In the interface code, if I want to find the identity of the Sender, I still have to do some scope analysis, but I have an advantage. I know that a Sender must be a type; particularly, a type that implements the Send method. I have to trace the Sender value back to the scope of its declaration, at which point I would probably find out its concrete type, given by a constructor function. Then I could easily find the implementation of the Send method. A Sender has a clear identity.

Understanding how an interface works means knowing two things: the concrete type (which receiver) and the abstract type (which methods). The first can be found by a bit of scope analysis; the second, by looking up a declaration.

Understanding how a channel works means knowing all the places where it is used. That requires scope analysis, which, to be successful, requires programmer convention. Importantly, the behavior of a channel is not subject to a declaration.

Identity over anonymity

It has become clear that interfaces give information about identity in a way that channels do not. The Sender and Receiver interfaces could embody concurrent code, yet do not expose any channel types. On the other hand, not exposing any channel types makes it impossible to use select statements, which are irreplacable. My guess as to the solution?

An interface that exposes channels.

type Sender interface {
	Send() chan<- Message
}

type Receiver interface {
	Recv() <-chan Message
}

The interface encodes and documents the identity of the concurrent task. The channels provide the low-level details required to coordinate and communicate with it.

Then there can be a pretty simple convention that channels must be clearly derived from an interface. Channels should not be anonymous.

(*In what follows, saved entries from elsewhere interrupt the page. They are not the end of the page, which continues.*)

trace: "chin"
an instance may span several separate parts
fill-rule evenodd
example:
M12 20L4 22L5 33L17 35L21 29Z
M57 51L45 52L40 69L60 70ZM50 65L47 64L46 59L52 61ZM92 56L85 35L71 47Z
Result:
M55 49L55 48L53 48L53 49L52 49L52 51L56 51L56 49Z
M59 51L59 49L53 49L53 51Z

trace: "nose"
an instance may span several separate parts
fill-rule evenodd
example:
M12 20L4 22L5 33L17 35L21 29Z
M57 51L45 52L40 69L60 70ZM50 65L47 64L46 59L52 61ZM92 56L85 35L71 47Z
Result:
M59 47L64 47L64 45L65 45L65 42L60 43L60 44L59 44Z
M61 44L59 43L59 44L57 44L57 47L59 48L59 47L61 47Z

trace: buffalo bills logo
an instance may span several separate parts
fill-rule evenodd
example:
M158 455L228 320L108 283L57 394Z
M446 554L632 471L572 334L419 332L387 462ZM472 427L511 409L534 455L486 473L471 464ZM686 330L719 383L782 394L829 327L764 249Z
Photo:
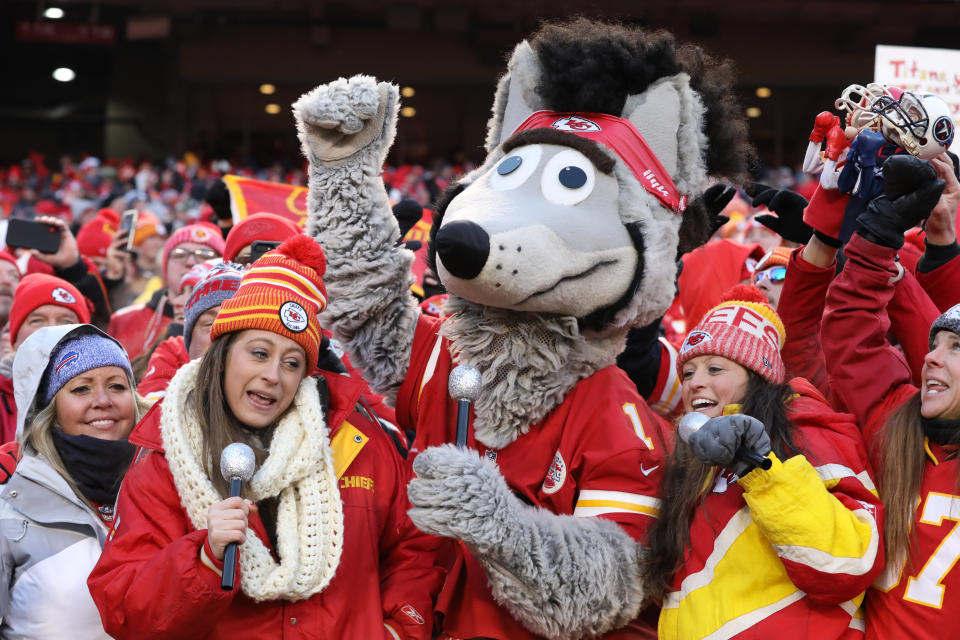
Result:
M73 297L73 294L64 289L63 287L57 287L50 292L50 297L53 298L54 302L60 304L76 304L77 299Z
M559 120L554 121L550 125L554 129L560 131L572 131L574 133L585 133L587 131L603 131L593 120L587 120L586 118L581 118L579 116L569 116L566 118L560 118Z
M76 362L77 358L79 357L80 354L78 354L76 351L67 351L65 354L63 354L63 356L60 357L60 361L57 362L56 372L60 373L60 369L70 366Z
M293 333L306 330L309 324L307 312L296 302L284 302L280 306L280 322Z
M949 116L940 116L933 123L933 139L945 147L953 142L953 120Z
M706 331L691 331L687 339L683 341L683 346L680 347L680 353L689 351L706 340L713 340L713 336Z
M564 481L567 479L567 463L563 461L563 456L560 455L558 450L553 454L553 462L550 463L550 468L547 469L547 475L543 479L543 486L541 489L544 493L556 493L560 491L560 488L563 487Z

func relay(in Receiver, out Sender) (err error) {
	m, ok := <-in.Recv()
	if !ok {
		return errors.New("closed input!")
	}
	out.Send() <- m
	return
}

This code has in and out executing concurrently, and their role in program architecture is clear. If I want to understand what a Sender is, I don’t have to find all the places the channel is used. I just look up type and method declarations.

Conclusion

Anonymity frustrates coordination; identity helps it.

What makes “channel-and-closure” code unmaintainable is its inability to evoke the identity of the concurrent concerns of a program. There is a Go proverb, “interface{} says nothing.” Something similar can be said of channels. Channel types in themselves leave the “complementary goroutine” anonymous. Channels provide a means of separating concurrent concerns, but do not say what the concerns are. In interface-based code, readability is enhanced because concerns can be identified with types. That cooperates with existing conventions about documentation and code organization.

Go’s highly composable design means that channels and interfaces can be used together to get the benefits of each. But finding the right way to combine these features requires a structural analysis of the codebase, which benefits from a comparative approach.